If it's been chillier than usual in your area lately, you're not alone. Cold weather swept across the continent last week, leading to plummeting temperatures and too much snow to handle in many cities across the US and Canada. It's not just chilly here, either. While they're entering summer in the Southern Hemisphere, the coldest temperature ever recorded was recently logged in Antarctica - minus 135.8 Fahrenheit, or minus 93.2 Celsius.
When the mercury starts to fall, some people may wonder why it's so cold out if we're supposed to be experiencing global warming. Can climate change really be happening, if we're shivering our way through late autumn? The short answer is Yes.
When you're talking about the impact of climate change, it's important to understand the difference between the climate and the weather. The weather is what's happening right now. It tells us about the current temperature, wind speed and direction, humidity level, cloud cover, precipitation and so on. The climate tells us about the weather patterns in an area over a longer amount of time. It tells us things like what the average temperature and precipitation accumulation are in a specific place over several years, decades or centuries.

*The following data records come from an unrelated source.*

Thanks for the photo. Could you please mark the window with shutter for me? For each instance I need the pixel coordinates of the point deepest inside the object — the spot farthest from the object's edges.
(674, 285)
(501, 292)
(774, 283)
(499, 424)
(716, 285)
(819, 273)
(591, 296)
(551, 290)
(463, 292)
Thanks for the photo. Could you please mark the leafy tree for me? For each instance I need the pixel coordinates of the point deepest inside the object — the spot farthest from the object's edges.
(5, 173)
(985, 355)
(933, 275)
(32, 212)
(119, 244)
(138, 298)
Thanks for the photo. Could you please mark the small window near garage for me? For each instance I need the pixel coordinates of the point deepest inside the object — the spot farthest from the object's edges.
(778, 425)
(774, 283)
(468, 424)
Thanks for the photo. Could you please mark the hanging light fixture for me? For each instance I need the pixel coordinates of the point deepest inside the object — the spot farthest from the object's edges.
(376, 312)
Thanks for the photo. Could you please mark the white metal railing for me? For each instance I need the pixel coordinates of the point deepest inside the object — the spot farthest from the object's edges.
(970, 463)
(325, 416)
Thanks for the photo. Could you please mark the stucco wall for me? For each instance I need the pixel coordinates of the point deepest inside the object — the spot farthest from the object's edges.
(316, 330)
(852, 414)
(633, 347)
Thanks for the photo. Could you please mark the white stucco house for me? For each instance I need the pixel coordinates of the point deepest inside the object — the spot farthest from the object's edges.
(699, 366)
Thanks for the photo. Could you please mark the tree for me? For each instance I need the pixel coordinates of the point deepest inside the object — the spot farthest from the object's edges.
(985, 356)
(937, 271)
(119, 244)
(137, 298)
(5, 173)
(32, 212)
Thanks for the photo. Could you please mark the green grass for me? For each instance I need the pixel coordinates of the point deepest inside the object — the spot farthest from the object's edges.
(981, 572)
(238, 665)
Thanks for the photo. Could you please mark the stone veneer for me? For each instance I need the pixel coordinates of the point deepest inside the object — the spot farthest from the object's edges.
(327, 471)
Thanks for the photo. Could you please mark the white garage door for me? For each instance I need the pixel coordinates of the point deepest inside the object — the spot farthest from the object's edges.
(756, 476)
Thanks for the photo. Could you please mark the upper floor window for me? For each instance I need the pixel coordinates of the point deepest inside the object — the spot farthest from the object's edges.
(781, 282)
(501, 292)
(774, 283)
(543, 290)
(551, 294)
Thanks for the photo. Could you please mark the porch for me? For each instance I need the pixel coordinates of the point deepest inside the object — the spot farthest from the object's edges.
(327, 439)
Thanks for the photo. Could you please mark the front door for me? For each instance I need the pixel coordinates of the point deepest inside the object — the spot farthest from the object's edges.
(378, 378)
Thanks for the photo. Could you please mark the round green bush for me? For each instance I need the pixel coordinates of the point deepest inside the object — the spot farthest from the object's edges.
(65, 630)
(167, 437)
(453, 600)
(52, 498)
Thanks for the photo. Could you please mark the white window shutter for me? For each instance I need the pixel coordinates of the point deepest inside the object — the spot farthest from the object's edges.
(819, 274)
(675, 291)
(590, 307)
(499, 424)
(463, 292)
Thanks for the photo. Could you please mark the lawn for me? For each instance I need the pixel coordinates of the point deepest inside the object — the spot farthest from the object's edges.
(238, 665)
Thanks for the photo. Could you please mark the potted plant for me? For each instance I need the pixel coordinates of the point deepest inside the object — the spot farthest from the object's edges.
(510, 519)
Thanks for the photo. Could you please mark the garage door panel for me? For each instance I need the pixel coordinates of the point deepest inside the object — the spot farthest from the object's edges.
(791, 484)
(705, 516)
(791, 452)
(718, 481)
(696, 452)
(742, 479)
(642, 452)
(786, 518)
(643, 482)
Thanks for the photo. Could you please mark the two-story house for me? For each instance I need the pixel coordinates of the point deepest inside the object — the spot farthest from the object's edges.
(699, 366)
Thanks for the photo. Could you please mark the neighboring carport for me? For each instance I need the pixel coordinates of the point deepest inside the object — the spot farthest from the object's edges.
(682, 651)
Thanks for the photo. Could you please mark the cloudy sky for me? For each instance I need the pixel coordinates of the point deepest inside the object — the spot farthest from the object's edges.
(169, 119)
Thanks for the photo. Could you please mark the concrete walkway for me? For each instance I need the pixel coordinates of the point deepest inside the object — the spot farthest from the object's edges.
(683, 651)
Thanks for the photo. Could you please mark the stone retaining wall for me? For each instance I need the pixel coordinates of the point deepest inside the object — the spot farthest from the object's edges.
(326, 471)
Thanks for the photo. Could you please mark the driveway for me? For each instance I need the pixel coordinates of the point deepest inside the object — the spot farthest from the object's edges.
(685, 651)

Another way to put this is to say that the weather is the day-to-day variation, while the climate is the long-term trend. Here is a short and easy-to-understand video that explains the difference:
Of course the weather is colder in the winter than it is in the summer. And of course, we sometimes see temperatures that are unusually cold, just as we sometimes see temperatures that are unusually hot. Taken by themselves, they don't tell us how the Earth's climate is changing. Only measuring trends over time can tell us what's happening, and help us to predict what may happen in the decades ahead. Those trends are very clear: the average temperature on our planet is rising, and there's a strong scientific consensus that humans are causing it.
While the idea of global warming may sound appealing on a cold winter day, the evidence is pretty strong that it's actually not a good thing for plants, animals and people. It's important that we don't become complacent, just because it isn't warm out today.